An open API service indexing awesome lists of open source software.

https://github.com/frictionlessdata/tableschema-rb

A Ruby library for working with JSON Table Schema.
https://github.com/frictionlessdata/tableschema-rb

Last synced: 7 months ago
JSON representation

A Ruby library for working with JSON Table Schema.
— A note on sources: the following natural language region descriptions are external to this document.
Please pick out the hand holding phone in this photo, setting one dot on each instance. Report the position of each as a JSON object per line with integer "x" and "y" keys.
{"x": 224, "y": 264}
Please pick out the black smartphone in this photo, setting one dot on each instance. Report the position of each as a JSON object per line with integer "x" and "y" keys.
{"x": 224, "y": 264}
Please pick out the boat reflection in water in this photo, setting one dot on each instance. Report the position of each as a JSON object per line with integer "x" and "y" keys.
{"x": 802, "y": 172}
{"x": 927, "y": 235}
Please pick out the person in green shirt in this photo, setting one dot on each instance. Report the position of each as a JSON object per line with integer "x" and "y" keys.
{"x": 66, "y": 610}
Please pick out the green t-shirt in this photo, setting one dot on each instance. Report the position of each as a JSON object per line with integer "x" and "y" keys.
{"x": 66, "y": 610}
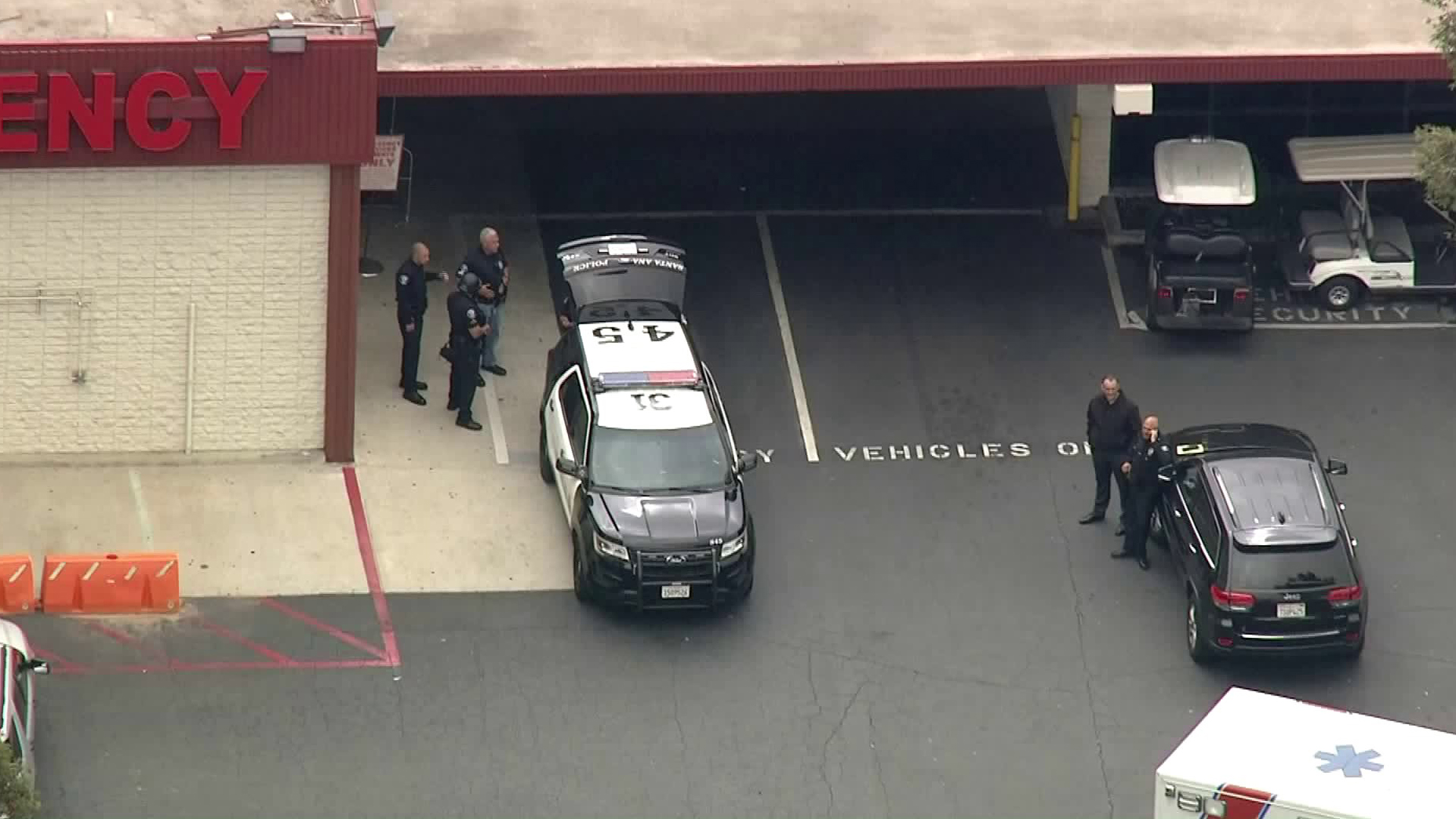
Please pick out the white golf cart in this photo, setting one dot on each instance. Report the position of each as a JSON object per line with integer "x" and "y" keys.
{"x": 1343, "y": 256}
{"x": 18, "y": 716}
{"x": 1200, "y": 262}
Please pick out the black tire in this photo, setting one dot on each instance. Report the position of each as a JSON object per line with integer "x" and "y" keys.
{"x": 579, "y": 582}
{"x": 1197, "y": 632}
{"x": 1155, "y": 529}
{"x": 546, "y": 466}
{"x": 1340, "y": 293}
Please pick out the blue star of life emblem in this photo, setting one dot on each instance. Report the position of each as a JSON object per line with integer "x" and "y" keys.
{"x": 1346, "y": 760}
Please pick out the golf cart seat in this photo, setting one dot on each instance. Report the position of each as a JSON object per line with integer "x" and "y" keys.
{"x": 1190, "y": 243}
{"x": 1389, "y": 231}
{"x": 1327, "y": 237}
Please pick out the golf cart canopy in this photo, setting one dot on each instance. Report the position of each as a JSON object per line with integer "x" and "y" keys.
{"x": 623, "y": 268}
{"x": 1203, "y": 171}
{"x": 1354, "y": 159}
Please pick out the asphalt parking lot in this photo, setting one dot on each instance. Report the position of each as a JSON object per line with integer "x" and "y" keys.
{"x": 930, "y": 634}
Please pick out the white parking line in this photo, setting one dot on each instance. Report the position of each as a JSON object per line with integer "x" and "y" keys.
{"x": 143, "y": 519}
{"x": 492, "y": 416}
{"x": 1021, "y": 212}
{"x": 1410, "y": 325}
{"x": 1114, "y": 284}
{"x": 770, "y": 262}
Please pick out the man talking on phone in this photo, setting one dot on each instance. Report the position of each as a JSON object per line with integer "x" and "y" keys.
{"x": 1144, "y": 460}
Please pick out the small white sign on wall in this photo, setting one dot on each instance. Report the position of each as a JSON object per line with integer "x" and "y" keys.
{"x": 382, "y": 172}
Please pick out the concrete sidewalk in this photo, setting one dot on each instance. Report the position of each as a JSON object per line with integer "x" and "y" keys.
{"x": 254, "y": 528}
{"x": 447, "y": 509}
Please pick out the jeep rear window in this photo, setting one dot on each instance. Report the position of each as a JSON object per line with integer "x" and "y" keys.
{"x": 1291, "y": 567}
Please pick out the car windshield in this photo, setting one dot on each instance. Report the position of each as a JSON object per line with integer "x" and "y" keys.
{"x": 1291, "y": 567}
{"x": 650, "y": 461}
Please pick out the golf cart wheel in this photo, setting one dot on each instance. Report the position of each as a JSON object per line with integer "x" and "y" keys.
{"x": 579, "y": 580}
{"x": 546, "y": 466}
{"x": 1340, "y": 293}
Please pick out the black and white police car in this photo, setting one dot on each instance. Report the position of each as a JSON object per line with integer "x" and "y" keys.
{"x": 635, "y": 438}
{"x": 1260, "y": 541}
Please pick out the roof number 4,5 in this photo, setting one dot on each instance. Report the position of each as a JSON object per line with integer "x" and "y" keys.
{"x": 613, "y": 335}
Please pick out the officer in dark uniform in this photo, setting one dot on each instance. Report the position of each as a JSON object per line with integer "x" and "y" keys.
{"x": 468, "y": 330}
{"x": 1145, "y": 484}
{"x": 413, "y": 300}
{"x": 488, "y": 261}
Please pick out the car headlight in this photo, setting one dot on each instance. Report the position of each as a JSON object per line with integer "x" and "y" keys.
{"x": 733, "y": 547}
{"x": 607, "y": 548}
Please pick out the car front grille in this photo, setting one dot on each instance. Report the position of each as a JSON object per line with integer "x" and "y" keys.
{"x": 677, "y": 567}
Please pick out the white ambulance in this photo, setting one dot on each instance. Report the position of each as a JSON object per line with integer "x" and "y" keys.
{"x": 1263, "y": 757}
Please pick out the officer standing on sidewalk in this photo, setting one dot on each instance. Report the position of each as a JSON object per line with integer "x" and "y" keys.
{"x": 468, "y": 327}
{"x": 488, "y": 261}
{"x": 1144, "y": 461}
{"x": 413, "y": 300}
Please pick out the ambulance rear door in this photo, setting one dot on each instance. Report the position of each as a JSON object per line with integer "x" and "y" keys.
{"x": 1263, "y": 757}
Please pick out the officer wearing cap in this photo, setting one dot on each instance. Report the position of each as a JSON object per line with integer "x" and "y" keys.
{"x": 411, "y": 302}
{"x": 1145, "y": 458}
{"x": 468, "y": 330}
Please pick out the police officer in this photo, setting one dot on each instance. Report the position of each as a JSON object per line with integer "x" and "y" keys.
{"x": 411, "y": 302}
{"x": 468, "y": 328}
{"x": 488, "y": 262}
{"x": 1144, "y": 461}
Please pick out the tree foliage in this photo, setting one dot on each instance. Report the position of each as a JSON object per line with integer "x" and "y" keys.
{"x": 18, "y": 798}
{"x": 1436, "y": 145}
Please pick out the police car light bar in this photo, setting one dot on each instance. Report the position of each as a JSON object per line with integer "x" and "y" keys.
{"x": 663, "y": 378}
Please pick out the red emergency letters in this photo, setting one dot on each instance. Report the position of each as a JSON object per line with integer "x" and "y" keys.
{"x": 95, "y": 117}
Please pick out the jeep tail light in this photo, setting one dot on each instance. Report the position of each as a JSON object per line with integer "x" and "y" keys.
{"x": 1232, "y": 601}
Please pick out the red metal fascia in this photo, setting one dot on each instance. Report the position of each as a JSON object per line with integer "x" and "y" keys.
{"x": 912, "y": 76}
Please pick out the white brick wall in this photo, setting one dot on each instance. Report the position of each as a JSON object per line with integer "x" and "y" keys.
{"x": 248, "y": 245}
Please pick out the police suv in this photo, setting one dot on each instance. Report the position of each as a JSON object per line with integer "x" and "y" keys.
{"x": 637, "y": 441}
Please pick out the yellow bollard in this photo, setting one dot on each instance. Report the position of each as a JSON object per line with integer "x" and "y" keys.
{"x": 1075, "y": 169}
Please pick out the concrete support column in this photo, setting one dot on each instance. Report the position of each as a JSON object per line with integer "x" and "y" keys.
{"x": 1094, "y": 105}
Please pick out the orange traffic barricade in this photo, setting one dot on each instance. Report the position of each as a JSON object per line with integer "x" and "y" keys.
{"x": 17, "y": 585}
{"x": 111, "y": 583}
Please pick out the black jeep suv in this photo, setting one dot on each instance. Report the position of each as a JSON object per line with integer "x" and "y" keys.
{"x": 1261, "y": 545}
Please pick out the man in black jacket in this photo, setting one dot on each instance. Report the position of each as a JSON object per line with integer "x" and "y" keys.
{"x": 488, "y": 262}
{"x": 1114, "y": 426}
{"x": 411, "y": 302}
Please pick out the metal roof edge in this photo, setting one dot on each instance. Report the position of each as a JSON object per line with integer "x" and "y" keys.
{"x": 909, "y": 76}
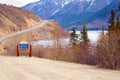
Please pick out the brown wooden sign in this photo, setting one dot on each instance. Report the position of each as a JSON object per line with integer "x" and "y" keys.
{"x": 24, "y": 46}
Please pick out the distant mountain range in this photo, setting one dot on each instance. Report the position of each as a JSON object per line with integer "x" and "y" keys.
{"x": 94, "y": 13}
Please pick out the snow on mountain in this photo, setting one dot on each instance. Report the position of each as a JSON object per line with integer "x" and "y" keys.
{"x": 68, "y": 12}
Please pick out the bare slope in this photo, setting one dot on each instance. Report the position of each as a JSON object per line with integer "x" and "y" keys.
{"x": 24, "y": 68}
{"x": 14, "y": 19}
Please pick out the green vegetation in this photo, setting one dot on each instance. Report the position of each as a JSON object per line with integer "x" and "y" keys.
{"x": 108, "y": 47}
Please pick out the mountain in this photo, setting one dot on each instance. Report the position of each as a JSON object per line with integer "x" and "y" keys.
{"x": 14, "y": 21}
{"x": 69, "y": 12}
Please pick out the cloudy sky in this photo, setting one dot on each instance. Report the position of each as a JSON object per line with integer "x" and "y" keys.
{"x": 17, "y": 3}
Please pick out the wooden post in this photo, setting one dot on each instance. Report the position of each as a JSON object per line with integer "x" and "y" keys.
{"x": 17, "y": 50}
{"x": 30, "y": 52}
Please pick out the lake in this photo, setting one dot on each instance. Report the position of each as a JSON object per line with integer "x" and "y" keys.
{"x": 92, "y": 35}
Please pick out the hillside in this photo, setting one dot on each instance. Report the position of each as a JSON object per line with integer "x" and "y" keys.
{"x": 13, "y": 19}
{"x": 25, "y": 68}
{"x": 18, "y": 24}
{"x": 75, "y": 12}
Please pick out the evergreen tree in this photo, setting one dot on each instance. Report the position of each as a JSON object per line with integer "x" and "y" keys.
{"x": 73, "y": 36}
{"x": 111, "y": 27}
{"x": 102, "y": 30}
{"x": 84, "y": 35}
{"x": 118, "y": 19}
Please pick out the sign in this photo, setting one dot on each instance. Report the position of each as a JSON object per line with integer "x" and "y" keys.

Awesome Lists containing this project

README

          

# tableschema-rb

[![Build](https://img.shields.io/github/workflow/status/frictionlessdata/tableschema-rb/general/main)](https://github.com/frictionlessdata/tableschema-rb/actions)
[![Coverage](https://img.shields.io/codecov/c/github/frictionlessdata/tableschema-rb/main)](https://codecov.io/gh/frictionlessdata/tableschema-rb)
[![Release](http://img.shields.io/gem/v/tableschema.svg)](https://rubygems.org/gems/tableschema)
[![Codebase](https://img.shields.io/badge/codebase-github-brightgreen)](https://github.com/frictionlessdata/tableschema-rb)
[![Support](https://img.shields.io/badge/support-discord-brightgreen)](https://discordapp.com/invite/Sewv6av)

A utility library for working with [Table Schema](https://specs.frictionlessdata.io/table-schema/) in Ruby.

## Installation

Add this line to your application's Gemfile:

```ruby
gem 'tableschema'
```

And then execute:

$ bundle

Or install it yourself as:

$ gem install tableschema

### Update from `jsontableschema`

The library and its corresponding gem was previously called `jsontableschema`.
Since version 0.3 the library was renamed `tableschema` and has a gem with the same name.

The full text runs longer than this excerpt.